Deploy Workshop Resources

You now deploy the pipelines, job, dashboards, metric view, and app used in the labs.

Step 4 - Deploy Resources (UI Method - Recommended)

The recommended approach is to deploy using the Databricks UI.

In the left sidebar, select Deployments.
Select the Deploy button.
When prompted for a target environment, select dev.
Confirm the deployment and wait 1-2 minutes for provisioning to complete.

Step 4 (Alternative) - Deploy Resources (CLI Method)

If you prefer to use the Web Terminal:

Navigate to the folder icon
Open lab/00-setup/02_deploy_lab.ipynb
If a dialog appears about opening the IPYNB, select Open as notebook.
Connect the notebook to Serverless compute.
Click on the Environment icon on the right side bar (slider icon, second from the bottom).
Update the environment to at least Environment V2 (recommended: V4):
Then click Apply.
Click on the Terminal Icon in the bottom right of the right side panel
In the Web Terminal, copy and run the deployment commands shown in the notebook. Use right click > copy, right click > paste.
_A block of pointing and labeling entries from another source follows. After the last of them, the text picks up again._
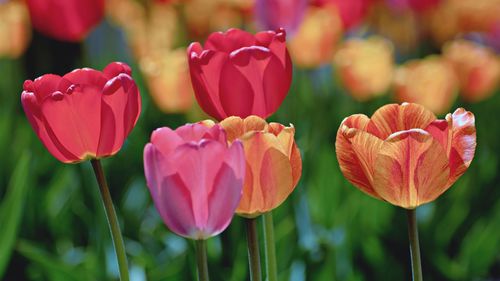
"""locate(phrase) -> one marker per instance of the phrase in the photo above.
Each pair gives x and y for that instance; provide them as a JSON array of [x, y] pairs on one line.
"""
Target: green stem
[[253, 250], [416, 265], [269, 247], [201, 260], [114, 227]]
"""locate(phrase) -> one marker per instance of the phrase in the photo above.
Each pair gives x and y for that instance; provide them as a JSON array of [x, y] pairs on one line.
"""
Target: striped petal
[[393, 118], [356, 152], [411, 169]]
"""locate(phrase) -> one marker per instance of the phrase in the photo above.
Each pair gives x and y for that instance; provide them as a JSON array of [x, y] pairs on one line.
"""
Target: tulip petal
[[276, 84], [223, 200], [72, 119], [120, 110], [198, 164], [236, 93], [32, 110], [268, 180], [393, 118], [463, 143], [411, 169], [229, 41], [357, 151], [205, 70], [176, 206]]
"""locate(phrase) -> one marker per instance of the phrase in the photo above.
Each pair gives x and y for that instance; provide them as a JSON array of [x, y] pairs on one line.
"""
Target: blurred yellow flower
[[477, 68], [167, 77], [15, 30], [365, 66], [316, 38], [430, 82]]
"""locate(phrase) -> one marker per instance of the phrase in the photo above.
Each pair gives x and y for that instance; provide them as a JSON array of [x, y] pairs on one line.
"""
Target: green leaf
[[11, 210]]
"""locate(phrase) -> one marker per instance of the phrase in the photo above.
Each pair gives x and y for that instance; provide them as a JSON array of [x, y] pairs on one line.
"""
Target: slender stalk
[[201, 260], [416, 265], [269, 247], [114, 227], [253, 250]]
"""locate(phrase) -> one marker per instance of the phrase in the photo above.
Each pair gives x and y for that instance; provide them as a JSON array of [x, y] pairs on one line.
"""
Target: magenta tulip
[[85, 114], [237, 73], [195, 178]]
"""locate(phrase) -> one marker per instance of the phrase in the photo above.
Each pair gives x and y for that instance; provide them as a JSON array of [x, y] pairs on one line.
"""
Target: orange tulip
[[366, 67], [477, 68], [430, 82], [15, 31], [273, 162], [403, 154], [167, 77], [315, 40]]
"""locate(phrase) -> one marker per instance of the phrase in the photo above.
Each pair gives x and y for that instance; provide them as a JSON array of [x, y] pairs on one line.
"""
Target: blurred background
[[349, 57]]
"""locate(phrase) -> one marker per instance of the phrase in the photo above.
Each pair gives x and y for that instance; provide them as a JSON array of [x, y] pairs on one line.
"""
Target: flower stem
[[253, 250], [416, 265], [269, 247], [201, 260], [114, 227]]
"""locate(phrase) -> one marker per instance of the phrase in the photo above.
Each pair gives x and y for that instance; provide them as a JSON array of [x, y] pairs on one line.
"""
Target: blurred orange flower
[[430, 82], [274, 165], [403, 154], [477, 68], [366, 66], [316, 38], [15, 30], [167, 77]]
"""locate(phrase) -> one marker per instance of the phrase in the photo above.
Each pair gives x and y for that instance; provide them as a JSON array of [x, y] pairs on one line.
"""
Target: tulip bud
[[84, 114], [403, 154]]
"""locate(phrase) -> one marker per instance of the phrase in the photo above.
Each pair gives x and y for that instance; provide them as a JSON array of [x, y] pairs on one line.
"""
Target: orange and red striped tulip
[[273, 162], [477, 69], [403, 154]]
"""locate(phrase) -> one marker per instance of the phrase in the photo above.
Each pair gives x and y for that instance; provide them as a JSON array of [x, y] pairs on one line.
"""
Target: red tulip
[[85, 113], [403, 154], [195, 178], [66, 20], [237, 73]]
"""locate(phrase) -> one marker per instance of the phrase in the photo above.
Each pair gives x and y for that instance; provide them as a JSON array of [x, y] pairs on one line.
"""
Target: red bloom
[[237, 73], [66, 20], [84, 114]]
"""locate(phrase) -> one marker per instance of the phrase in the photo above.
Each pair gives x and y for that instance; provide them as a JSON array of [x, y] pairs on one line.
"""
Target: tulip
[[68, 20], [273, 162], [477, 68], [195, 178], [315, 41], [403, 154], [273, 14], [366, 67], [15, 31], [430, 82], [167, 77], [85, 114], [237, 73]]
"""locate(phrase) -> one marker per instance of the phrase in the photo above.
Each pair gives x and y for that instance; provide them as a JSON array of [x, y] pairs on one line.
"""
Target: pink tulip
[[195, 178]]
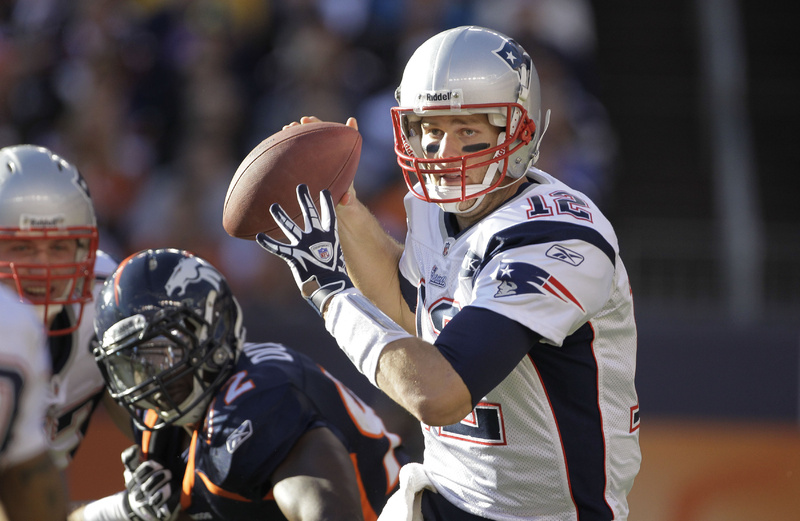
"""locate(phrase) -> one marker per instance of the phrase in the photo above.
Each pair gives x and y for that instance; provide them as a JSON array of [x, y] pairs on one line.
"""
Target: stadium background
[[677, 117]]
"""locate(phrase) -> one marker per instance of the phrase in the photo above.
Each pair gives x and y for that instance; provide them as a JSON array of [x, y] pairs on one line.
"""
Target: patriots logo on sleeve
[[517, 278], [512, 54]]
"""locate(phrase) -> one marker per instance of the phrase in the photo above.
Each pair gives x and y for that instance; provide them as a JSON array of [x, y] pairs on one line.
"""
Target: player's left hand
[[315, 254], [149, 490]]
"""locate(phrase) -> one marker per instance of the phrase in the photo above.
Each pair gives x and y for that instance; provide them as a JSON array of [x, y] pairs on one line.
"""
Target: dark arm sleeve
[[484, 347]]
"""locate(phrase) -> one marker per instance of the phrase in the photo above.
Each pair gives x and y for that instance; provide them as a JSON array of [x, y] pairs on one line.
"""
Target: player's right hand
[[149, 490], [314, 253]]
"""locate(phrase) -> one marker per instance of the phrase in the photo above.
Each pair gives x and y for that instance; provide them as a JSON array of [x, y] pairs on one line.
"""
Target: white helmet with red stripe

It will take 2-5 minutes for the deployment to complete.

Note

The notebook displays the exact commands you should run, including any environment-specific parameters.

What the Deployment Creates

The deployment (CLI or UI) creates:

Lakeflow Pipeline: [dev your_name] wanderbricks_lab_etl
Orchestration Job: [dev your_name] wanderbricks_lab_job
AI/BI Dashboard: [dev your_name] Wanderbricks Bookings Dashboard
Metric View: wanderbricks_bookings_metrics
Databricks App: wanderbricks-booking-app

===

Run the Workshop Job

You will now run the orchestrated job that builds all tables and metric views.

Step 5 - Run the Lakeflow Orchestration Job

In the left sidebar, select Jobs & Pipelines.
Locate the job with a name similar to:

[dev your_name] wanderbricks_lab_job
Select the job name to open it.
In the top-right corner, select Run now.

The job contains two main tasks:

Pipeline full refresh (3-4 minutes)
- Triggers the Lakeflow pipeline for a full refresh
- Builds dimension tables and fact table from scratch
- Ensures a clean, consistent state
Metric view creation (about 1 minute)
- Creates wanderbricks_bookings_metrics for BI and Genie

[!Hint]
While the job runs, you can select individual tasks to open their run details and review progress or logs.

===

Databricks App - Start and Deploy

You will now make sure the Wanderbricks app is running and deployed.

Step 6 - Start and Deploy the App

If you used the CLI deployment, the app may already be running. Use these steps to confirm and deploy if needed.

In the left sidebar, select Compute.
Select the Apps tab.
Locate the app named:

wanderbricks-booking-app

If the app status is Stopped, select Start and wait until the app shows as Running.
If you are prompted to deploy, select Deploy, then choose the backend folder when asked for the app source.

Once deployed:

On the Apps tab, select wanderbricks-booking-app.
Select Open to launch the app UI.

You should see:

Property search experience
Manager dashboards and KPIs

===

Lab 01 - Data Transformation with Lakeflow

In this lab, you will explore the Lakeflow SDP pipeline and how it implements a medallion architecture.

Overview

The Lakeflow pipeline builds:

Bronze, Silver, and Gold tables for booking data
Five dimension tables
One fact table with change data capture (CDC)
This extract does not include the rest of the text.